Two recent decisions clear up the issue of when an advertiser can be held legally responsible under the Telephone Consumer Protection Act (TCPA) for the illegal acts of its representatives. Strict liability for "robocalls" is inapplicable when a third party places the "robocall" or sends a text message for an advertiser client. Instead, these two decisions hold that the traditional standard of vicarious liability applies, and under such a standard, the advertiser must demonstrate the entities sending the call or text in question were acting as an agent of the advertiser (not an independent contractor), that the advertiser controlled the precise manner and means by which the sender conducted the advertising campaign. (Showing that the advertiser and sender are alter egos could be another way to prove liability, but alter ego liability is not the focus of this article).

In a September ruling from the Northern District of West Virginia, Mey v. Pinnacle Security, LLC, the advertiser's summary judgment motion was granted, which means that the plaintiff could not hold the advertiser liable for calls touting the advertiser's services, but which were made by a "lead generator." Diane Mey received a "robocall" to her cell phone advertising a Pinnacle home security system. Since Ms. Mey did not previously consent to the call, it was illegal under the TCPA. However, the call was made by one of four lead generators hired by Pinnacle. The court agreed with Pinnacle that the particular TCPA provision Ms. Mey sued under could not be used against Pinnacle just because the call was placed "on behalf of" Pinnacle.

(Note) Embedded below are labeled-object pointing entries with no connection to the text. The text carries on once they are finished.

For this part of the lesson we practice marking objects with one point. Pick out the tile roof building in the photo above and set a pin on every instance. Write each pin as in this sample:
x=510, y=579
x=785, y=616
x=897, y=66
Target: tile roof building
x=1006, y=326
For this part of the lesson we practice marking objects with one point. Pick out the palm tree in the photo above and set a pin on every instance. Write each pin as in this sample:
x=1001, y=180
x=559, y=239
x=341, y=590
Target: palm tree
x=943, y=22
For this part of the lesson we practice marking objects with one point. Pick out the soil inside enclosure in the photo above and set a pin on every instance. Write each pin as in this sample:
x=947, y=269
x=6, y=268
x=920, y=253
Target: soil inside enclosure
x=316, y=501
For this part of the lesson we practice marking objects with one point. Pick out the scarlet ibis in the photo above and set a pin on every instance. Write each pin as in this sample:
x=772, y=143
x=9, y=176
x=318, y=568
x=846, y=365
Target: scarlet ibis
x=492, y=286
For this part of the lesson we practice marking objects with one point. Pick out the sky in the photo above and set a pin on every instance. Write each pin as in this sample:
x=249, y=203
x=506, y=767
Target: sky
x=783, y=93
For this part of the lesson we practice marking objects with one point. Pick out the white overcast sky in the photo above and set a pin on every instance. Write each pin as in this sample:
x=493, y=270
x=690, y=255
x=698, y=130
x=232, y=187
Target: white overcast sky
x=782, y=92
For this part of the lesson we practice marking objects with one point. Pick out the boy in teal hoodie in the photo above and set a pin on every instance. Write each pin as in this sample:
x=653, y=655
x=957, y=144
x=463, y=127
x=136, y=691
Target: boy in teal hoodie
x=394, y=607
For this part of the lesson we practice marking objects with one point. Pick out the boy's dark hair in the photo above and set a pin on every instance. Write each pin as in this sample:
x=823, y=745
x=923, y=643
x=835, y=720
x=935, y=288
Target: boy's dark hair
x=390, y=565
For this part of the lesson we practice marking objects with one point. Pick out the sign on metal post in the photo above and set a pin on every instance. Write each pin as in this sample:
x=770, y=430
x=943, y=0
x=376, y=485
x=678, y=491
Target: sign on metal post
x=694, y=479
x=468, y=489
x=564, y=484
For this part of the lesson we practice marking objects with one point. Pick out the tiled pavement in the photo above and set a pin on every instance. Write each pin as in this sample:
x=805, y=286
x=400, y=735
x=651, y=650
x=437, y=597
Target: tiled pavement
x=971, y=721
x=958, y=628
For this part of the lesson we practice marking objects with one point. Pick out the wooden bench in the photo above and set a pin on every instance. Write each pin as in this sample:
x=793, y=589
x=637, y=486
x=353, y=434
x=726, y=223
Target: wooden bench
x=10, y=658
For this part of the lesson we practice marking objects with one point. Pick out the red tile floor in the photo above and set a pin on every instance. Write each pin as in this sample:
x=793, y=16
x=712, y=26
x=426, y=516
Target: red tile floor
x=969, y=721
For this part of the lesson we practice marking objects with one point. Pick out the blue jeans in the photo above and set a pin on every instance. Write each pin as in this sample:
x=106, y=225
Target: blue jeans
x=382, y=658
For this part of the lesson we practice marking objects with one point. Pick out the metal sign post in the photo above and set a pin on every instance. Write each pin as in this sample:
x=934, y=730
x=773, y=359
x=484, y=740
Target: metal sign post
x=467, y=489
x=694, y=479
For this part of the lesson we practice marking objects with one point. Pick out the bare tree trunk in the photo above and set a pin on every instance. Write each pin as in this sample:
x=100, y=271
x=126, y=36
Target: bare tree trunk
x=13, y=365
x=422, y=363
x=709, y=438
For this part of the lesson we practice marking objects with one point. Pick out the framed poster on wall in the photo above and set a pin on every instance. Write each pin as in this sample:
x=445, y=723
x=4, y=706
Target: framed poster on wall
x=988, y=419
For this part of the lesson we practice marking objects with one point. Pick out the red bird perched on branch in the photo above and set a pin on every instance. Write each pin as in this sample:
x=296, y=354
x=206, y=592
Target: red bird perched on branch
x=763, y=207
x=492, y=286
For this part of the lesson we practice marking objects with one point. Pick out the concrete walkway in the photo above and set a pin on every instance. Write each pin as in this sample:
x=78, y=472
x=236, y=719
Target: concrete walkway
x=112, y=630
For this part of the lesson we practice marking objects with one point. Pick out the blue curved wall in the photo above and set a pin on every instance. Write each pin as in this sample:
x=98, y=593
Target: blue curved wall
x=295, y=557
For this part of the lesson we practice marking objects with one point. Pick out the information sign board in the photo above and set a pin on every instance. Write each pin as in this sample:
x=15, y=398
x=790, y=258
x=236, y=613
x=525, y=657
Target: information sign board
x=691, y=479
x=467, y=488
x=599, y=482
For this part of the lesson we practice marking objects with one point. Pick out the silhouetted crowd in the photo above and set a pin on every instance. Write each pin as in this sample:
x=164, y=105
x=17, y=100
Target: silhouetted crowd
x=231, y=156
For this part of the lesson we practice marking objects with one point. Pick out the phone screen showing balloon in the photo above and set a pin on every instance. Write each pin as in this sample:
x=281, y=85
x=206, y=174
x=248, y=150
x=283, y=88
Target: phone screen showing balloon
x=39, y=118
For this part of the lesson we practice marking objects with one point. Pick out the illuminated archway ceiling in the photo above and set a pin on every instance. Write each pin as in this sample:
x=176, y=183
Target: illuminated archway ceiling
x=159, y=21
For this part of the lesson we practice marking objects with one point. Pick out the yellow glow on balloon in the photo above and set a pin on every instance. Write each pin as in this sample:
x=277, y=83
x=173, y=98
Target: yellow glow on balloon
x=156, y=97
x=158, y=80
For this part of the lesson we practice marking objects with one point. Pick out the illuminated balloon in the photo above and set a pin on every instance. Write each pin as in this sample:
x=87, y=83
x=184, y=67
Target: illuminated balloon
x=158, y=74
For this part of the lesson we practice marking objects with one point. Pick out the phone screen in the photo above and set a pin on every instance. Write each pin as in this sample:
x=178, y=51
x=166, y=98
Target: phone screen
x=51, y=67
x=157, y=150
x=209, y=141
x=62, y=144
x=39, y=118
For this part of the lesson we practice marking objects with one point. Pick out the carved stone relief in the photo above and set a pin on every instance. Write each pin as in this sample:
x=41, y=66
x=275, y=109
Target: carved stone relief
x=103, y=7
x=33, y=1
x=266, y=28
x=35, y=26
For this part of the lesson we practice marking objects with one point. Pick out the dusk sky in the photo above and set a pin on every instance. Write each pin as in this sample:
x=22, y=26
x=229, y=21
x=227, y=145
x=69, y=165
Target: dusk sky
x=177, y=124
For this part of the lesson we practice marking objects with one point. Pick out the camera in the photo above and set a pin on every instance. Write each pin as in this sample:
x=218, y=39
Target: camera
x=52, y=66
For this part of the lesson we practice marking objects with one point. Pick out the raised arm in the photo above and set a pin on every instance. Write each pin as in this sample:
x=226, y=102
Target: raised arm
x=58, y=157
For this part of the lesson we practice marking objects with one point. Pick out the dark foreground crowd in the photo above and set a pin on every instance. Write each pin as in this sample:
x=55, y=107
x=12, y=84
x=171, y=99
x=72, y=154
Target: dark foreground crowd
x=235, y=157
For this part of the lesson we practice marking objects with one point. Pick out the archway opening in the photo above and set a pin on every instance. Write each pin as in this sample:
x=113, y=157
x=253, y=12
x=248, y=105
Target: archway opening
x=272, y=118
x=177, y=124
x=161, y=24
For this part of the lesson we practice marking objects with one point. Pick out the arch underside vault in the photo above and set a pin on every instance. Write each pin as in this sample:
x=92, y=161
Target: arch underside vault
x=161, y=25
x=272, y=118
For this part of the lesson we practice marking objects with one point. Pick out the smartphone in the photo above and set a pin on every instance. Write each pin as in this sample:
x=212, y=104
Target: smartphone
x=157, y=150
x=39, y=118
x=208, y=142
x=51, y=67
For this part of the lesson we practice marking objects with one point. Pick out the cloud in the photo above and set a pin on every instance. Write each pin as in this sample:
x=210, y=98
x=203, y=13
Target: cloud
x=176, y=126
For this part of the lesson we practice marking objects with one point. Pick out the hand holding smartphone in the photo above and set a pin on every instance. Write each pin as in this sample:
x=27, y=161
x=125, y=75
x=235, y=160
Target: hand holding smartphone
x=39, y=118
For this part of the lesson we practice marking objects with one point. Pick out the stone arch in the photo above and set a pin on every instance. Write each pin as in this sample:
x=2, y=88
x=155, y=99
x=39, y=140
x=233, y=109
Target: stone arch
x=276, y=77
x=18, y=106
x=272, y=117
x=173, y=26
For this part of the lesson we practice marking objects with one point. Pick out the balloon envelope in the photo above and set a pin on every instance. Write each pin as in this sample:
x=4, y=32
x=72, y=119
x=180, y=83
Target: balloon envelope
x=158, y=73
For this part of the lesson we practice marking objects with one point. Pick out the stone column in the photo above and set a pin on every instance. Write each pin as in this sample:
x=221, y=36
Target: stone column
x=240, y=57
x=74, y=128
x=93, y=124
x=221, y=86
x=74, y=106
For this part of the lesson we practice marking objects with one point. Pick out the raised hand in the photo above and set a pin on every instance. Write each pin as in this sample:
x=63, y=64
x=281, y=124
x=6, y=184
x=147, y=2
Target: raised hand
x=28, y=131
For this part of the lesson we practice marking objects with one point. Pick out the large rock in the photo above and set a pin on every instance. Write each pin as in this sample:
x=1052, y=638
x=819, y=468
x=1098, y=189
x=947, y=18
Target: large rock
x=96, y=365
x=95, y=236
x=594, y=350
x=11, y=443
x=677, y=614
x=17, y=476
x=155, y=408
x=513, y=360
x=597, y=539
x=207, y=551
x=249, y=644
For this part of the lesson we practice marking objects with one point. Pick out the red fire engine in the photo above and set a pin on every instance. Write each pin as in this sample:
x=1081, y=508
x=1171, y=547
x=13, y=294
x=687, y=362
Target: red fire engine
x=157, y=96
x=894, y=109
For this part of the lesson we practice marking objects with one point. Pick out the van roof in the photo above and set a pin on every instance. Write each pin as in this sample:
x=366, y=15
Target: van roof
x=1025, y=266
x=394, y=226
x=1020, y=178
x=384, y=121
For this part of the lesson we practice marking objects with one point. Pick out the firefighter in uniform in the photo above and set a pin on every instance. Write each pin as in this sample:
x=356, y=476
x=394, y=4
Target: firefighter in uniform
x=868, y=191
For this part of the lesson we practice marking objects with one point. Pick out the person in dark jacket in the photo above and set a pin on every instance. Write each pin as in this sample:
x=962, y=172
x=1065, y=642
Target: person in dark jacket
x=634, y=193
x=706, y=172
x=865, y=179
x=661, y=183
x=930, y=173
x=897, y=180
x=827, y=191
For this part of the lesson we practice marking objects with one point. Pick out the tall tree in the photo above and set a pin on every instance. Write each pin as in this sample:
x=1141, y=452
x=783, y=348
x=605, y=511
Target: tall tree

The TCPA does not hold advertisers strictly liable for illegal calls placed by independent contractors. Pinnacle could be held vicariously responsible for the calls of its lead generators, but only if certain conditions existed. The Court wrote, "in order to prove vicarious liability... more of a connection to the caller must be shown. In order to prevail under this theory, Mey must show that the actual caller 'acted as an agent' of Pinnacle, 'that [Pinnacle] controlled or had the right to control them and, more specifically, the manner and means of the [solicitation] campaign they conducted.'"

Under the facts Mey presented, the Court ruled in Pinnacle's favor: "Mey has failed to create an issue of material fact with regard to Pinnacle's ability to control the manner and means of the calls made on its behalf. Pinnacle has presented evidence, by way of an affidavit, that calls that it makes directly are only placed by live agents. However, it admits that it purchases leads from outside vendors, and that at the time of the Call, it utilized four 'outside companies' to provide sales leads. ... Evidence provided by Pinnacle also makes clear that Pinnacle has little to no control over the means or manner by which these companies generate sales leads for Pinnacle."

The West Virginia ruling closely echoed a June decision from the Central District of California, Thomas v. Taco Bell Corp. In that case, the plaintiff filed a class action after receiving a text message advertising Taco Bell which she said was unsolicited. (The TCPA treats text messages the same as "robocalls"). However, the text message was sent not by Taco Bell, but by a non-profit corporation with the unwieldy name of Chicago Taco Bell Restaurant Owners Advertising Association. Based on their names, there is obviously some relationship between Taco Bell and the texter, but the court said a relationship alone is not enough to hold Taco Bell responsible for the TCPA violations. "Simply stated, Ms. Thomas has not shown that Taco Bell controlled the manner and means by which the text message was created and distributed." The court granted summary judgment in Taco Bell's favor.

CONCLUSION: Soliciting customers through auto-dialed "robocalls" or text messages continues to be a risky practice, but the recent California and West Virginia decisions bring TCPA liability in line with traditional legal standards that a defendant is only responsible for actions that it could have or should have controlled and cannot be blamed for the acts of others if the others were acting independently.